Jump to navigation Jump to search
|This page is obsolete. It is kept for historical interest only. It may document extensions or features that are obsolete and/or no longer supported. Do not rely on the information here being up-to-date.|
This page is archived! Find up-to-date documentation at https://wikitech.wikimedia.org/wiki/Analytics
Plan to collect session level metrics for regular, beta, alpha mobile site
Next steps for the data collection phase
- Start storing cookies so we can identify the alpha and beta site, this means we need to make a change to the logging format of the varnish server. This would also be the first time that we start storing cookies on the server-side so we will need to loop Legal in and get clearance. I have started a conversation with Legal already.

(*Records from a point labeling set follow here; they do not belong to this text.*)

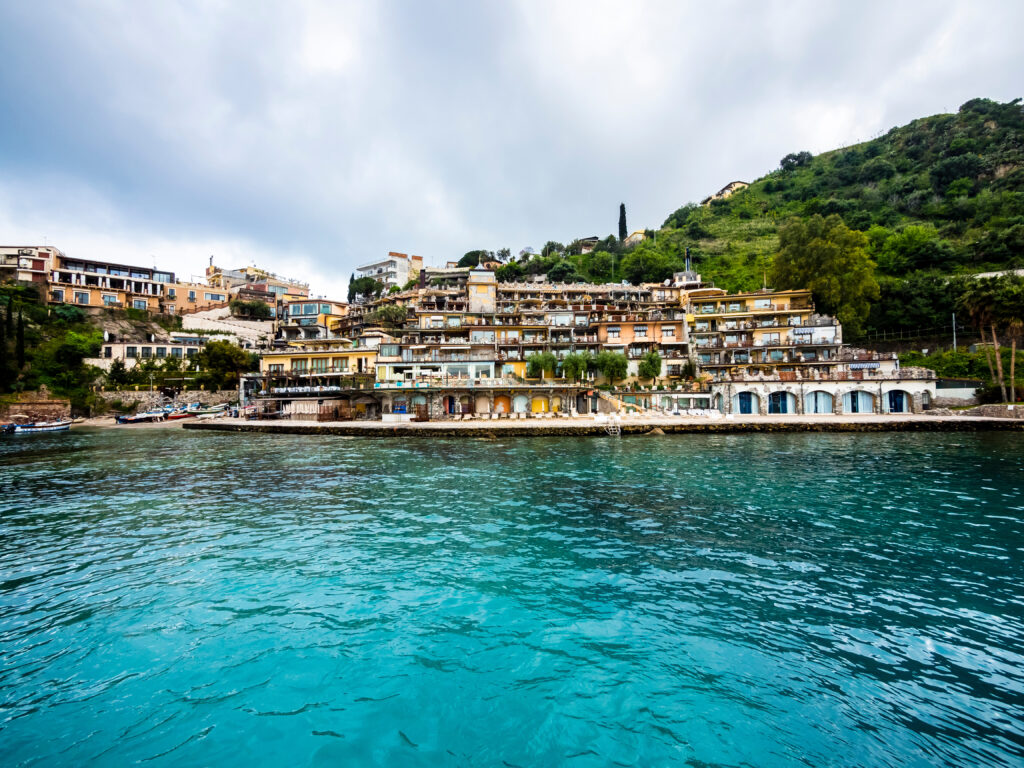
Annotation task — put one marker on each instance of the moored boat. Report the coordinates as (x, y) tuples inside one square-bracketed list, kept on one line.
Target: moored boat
[(60, 425), (147, 416)]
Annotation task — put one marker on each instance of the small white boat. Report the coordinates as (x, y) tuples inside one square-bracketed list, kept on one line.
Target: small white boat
[(60, 425)]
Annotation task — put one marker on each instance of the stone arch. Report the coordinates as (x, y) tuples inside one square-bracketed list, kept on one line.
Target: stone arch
[(781, 401), (858, 401), (819, 401), (897, 401), (747, 401)]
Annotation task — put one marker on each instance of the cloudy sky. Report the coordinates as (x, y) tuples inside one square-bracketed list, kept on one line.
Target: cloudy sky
[(309, 137)]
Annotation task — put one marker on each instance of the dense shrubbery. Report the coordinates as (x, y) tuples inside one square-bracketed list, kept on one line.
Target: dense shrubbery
[(46, 347)]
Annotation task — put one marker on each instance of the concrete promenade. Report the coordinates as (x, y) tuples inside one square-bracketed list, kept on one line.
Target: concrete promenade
[(641, 424)]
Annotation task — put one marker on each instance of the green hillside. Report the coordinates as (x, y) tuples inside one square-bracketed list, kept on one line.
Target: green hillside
[(938, 198)]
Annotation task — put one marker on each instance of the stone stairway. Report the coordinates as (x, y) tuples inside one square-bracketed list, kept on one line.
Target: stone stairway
[(251, 332)]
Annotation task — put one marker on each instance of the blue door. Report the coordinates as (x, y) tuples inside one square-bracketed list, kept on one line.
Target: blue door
[(896, 401), (744, 402)]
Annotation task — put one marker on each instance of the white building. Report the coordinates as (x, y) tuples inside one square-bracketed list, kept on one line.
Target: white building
[(396, 269)]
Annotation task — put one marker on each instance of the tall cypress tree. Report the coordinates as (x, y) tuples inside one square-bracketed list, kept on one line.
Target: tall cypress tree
[(4, 365), (19, 341)]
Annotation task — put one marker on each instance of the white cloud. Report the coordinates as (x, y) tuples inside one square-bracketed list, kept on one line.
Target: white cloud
[(313, 136)]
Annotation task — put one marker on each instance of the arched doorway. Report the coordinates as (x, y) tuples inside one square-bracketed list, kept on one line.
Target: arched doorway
[(898, 401), (747, 402), (818, 402), (858, 401)]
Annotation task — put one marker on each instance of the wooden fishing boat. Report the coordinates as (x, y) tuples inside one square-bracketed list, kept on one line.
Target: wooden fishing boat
[(60, 425), (148, 416)]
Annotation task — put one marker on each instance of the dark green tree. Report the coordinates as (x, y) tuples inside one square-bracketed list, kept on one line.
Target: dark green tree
[(118, 376), (650, 366), (830, 259), (612, 366), (19, 341), (223, 363), (540, 364), (4, 361)]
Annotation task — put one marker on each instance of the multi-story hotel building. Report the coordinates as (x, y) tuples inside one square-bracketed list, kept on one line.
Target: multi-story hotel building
[(396, 269), (766, 351)]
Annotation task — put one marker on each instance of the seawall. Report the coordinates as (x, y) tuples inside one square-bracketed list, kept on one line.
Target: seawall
[(595, 428)]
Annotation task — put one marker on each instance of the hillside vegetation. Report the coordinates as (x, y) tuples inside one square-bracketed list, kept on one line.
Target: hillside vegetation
[(937, 199)]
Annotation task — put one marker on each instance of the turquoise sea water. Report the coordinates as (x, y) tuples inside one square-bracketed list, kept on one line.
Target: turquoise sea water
[(752, 600)]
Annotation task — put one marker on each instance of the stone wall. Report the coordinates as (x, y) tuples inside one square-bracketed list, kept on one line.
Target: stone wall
[(999, 411), (36, 406)]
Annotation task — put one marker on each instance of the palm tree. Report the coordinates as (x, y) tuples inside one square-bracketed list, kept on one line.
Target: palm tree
[(980, 302)]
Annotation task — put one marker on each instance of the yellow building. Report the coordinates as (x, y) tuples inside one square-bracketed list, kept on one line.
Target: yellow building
[(324, 357)]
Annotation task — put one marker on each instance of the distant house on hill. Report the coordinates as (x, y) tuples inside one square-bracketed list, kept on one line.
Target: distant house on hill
[(725, 192)]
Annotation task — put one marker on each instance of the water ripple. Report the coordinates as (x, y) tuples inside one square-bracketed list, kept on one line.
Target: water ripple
[(776, 600)]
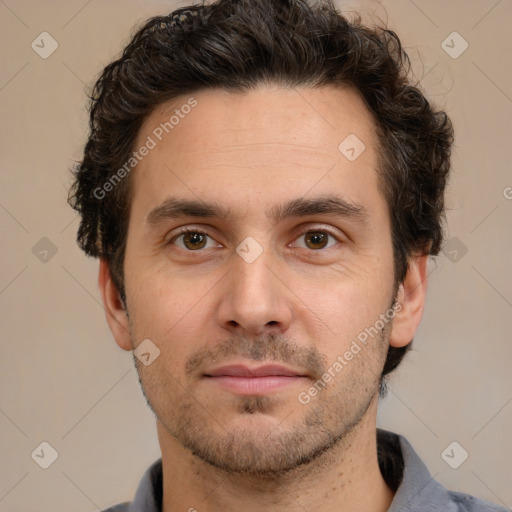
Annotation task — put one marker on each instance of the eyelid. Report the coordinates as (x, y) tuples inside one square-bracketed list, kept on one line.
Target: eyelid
[(187, 229), (303, 230), (313, 229)]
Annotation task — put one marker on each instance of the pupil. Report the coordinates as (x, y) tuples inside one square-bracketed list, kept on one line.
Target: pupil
[(316, 239), (196, 240)]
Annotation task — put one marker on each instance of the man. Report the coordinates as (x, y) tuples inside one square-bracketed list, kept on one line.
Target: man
[(263, 187)]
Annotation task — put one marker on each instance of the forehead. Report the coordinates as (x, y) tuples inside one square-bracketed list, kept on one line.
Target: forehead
[(268, 143)]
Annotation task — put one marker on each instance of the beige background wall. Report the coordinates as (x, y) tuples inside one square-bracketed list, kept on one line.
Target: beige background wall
[(62, 378)]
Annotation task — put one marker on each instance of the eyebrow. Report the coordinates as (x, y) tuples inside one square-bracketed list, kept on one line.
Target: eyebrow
[(174, 208)]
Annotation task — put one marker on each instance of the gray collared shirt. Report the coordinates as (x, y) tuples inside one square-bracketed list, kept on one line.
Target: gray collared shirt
[(403, 470)]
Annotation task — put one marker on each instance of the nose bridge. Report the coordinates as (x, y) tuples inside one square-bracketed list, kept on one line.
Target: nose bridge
[(254, 300)]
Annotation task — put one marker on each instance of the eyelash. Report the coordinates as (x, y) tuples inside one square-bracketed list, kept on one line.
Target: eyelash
[(185, 231)]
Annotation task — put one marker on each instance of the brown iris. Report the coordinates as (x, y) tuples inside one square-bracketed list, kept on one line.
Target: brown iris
[(194, 241), (316, 239)]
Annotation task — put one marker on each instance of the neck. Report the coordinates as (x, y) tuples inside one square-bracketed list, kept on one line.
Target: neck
[(345, 478)]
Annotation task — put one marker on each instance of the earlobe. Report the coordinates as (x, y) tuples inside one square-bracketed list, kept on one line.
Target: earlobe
[(116, 315), (410, 302)]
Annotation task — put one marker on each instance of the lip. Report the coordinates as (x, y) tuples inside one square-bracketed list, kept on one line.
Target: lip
[(244, 380)]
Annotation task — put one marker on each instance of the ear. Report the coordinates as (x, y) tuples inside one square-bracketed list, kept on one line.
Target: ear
[(410, 302), (117, 317)]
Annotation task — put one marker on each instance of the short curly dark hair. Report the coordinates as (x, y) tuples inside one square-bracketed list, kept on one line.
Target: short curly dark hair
[(237, 45)]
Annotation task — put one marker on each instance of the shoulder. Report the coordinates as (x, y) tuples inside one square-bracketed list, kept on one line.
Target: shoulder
[(467, 503), (121, 507)]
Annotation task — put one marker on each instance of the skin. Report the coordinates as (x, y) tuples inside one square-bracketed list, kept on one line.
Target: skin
[(300, 303)]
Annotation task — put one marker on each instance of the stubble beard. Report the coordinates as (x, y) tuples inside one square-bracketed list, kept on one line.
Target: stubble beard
[(269, 449)]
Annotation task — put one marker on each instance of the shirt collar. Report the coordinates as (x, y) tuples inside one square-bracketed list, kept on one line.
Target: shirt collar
[(416, 490)]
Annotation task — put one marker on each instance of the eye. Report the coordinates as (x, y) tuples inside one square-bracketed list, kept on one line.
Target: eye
[(193, 240), (317, 239)]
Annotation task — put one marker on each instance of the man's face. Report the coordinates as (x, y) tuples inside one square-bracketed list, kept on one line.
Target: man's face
[(252, 310)]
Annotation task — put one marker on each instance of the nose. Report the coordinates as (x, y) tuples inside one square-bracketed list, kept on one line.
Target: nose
[(254, 299)]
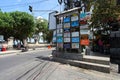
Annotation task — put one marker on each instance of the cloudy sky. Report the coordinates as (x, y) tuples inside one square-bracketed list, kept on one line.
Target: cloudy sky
[(23, 5)]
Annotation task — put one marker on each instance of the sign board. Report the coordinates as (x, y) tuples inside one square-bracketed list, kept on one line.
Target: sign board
[(1, 37), (66, 39), (75, 34), (75, 45), (52, 20), (84, 42)]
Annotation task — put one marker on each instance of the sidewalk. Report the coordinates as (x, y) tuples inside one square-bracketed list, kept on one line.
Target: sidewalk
[(18, 51)]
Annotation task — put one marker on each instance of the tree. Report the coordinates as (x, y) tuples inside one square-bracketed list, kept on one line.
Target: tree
[(104, 11), (23, 25), (42, 26)]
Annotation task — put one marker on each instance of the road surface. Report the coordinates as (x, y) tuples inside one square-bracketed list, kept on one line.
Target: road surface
[(35, 65)]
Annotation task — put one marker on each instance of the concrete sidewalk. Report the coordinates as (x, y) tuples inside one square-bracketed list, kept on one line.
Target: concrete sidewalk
[(18, 51)]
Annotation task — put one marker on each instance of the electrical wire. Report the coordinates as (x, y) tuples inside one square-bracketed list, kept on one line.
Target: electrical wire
[(41, 1), (49, 11)]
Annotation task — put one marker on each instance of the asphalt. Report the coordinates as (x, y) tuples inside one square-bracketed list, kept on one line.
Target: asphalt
[(24, 67)]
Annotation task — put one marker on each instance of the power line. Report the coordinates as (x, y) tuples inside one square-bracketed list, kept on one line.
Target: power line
[(41, 1), (52, 9)]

- We need to migrate from the space as field delimiter to the tab character as delimiter so we will have a consistent number of fields per log line (another change to the logging format of varnish). If the number of fields per logline is variable then that significantly complicates our lives during the analysis phase (this is the current situation). We have the patchsets ready and are aiming to deploy on February 1st. This will require support from Ops. We alo will need to patch some parts of our legacy infrastructure (webstatscollector) and update the udp2log filters.
- Fix 'not reading fast enough from incoming socket' for mobile traffic when storing data in Kraken. By not being able to read fast enough, we are dropping loglines and hence we have incomplete webtraffic data. Our current proposal to fix this is to make the mobile varnish servers send traffic to a separate udp2log instance; this would significantly reduce the traffic we need to consume. Instead of consuming traffic from all cache servers and filter for mobile, we listen to a separate port with only mobile traffic. This challenge is the one big unknown that can cause delays. The fallback strategy would be to use sampled mobile log data but that would mean we cannot do analysis per session, we would have to settle with raw counts per day.
- Append deduplication identifier in querystring to prevent double counting pageview requests. Brion already kicked off a discussion on a separate thread about different ways of implementing this. Hopefully the mobile team can quickly reach consensus on the solution and implement this.
Next steps for the analysis phase
- Debianize dClass for device detection
- Write Pig dClass function
- Write Pig Sessionize function
- Write Oozie job to automatically schedule conducting the analysis on a recurring basis (hourly / daily / weekly / etc).